We used to use nouns and verbs in reporting news. These days? Screw “alternate media”, we’re well beyond that. We’re now into “alternate verbiage”. We’re so worried about offending the offender. Tell a soldier who fought in Korea or Vietnam that those were mere conflicts. Some might tell you they’d never go back to Incheon or that tiny village near the Mekong, but in many ways, parts of them never left. Everyone leaves a psychic footprint, in good times and bad, but in the midst of anything extremely traumatic, it becomes permantently imbedded in the bedrock.
Connections to places are strange things.
In 2000, I was a member of a popular morning radio show. We spent a week in New York covering the Grammies. I can remember heading back to the hotel after a show and the cab we shared drove close to the World Trade Center. We’d all been to New York before, so none of us were tourists at that point, yet as we passed, my fellow passengers and I admitted we’d never seen the world from a fixed position 110 stories high. We agreed that a visit would have to be on each of our “to do” lists, but since we had one full day left in New York, we’d have to do it next time. Sixteen months later, the Twin Towers were reduced to a twisted, smoldering heap.

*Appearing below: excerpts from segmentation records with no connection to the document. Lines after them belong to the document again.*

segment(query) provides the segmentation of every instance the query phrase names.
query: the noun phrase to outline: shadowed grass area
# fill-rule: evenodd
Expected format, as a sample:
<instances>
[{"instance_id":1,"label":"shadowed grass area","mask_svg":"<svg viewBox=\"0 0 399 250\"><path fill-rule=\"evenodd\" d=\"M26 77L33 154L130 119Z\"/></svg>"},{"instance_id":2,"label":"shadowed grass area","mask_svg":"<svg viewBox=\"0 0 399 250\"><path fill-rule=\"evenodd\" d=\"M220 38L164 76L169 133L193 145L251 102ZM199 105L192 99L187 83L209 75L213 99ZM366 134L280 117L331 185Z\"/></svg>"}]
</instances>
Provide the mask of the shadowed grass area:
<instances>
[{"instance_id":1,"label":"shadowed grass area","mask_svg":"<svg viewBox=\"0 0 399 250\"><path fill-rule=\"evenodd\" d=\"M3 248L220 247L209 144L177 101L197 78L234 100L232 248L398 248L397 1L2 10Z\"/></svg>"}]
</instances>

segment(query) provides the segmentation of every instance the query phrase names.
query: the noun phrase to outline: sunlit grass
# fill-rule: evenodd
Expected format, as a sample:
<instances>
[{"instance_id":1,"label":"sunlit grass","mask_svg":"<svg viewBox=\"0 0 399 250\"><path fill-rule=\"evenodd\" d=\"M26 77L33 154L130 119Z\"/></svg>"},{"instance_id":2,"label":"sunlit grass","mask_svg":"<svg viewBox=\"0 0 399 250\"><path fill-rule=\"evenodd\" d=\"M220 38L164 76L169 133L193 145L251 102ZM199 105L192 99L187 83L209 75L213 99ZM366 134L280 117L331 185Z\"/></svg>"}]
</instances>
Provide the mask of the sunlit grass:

On the afternoon of September 11, 2001, I felt like I do right now. I’m saddened by every tragic terrrorist attack, but it becomes even more personal when you live or work in a place that was bludgeoned by hate. Or perhaps you played there; attended a concert at a theater where the audience members were nothing more than human target practice. What if a few weeks you cheered on your team during a soccer match at a stadium targeted for mass tragedy.. Perhaps you vacationed a few miles from the scene, spent an hour in an airport that was bombed; maybe you knew someone who knew someone who was on a bus or train that was blown to bits.
I don’t understand what motivates us to use hate to justify anything. Why does hate seem more powerful?
I don’t know the answer, but perhaps I can offer how it happens,. According to Cherokee legend, a tribal elder was sitting with his grandson by the fire one night. He regaled the boy with stories of their people, of wars with enemies, won and lost. He then tried to explain to the biggest battle of all–an ancient one that’s fought within every human. The old man described it as a constant fight between two wolves, equal in size and passion but the exact opposite in what they represented. One is Evil and he embodies anger, envy, jealousy, sorrow, regret, greed, arrogance, self-pity, guilt, resentment, inferiority, lies, false pride, superiority and ego.
The other wolf represents Good. He encompassed joy, peace, love, hope, serenity, humility, kindness, benevolence, empathy, generosity, truth, compassion and faith. The child contemplated the story briefly, then asked , “Which wolf wins?”
The grandfather replied simply, “The one you feed.”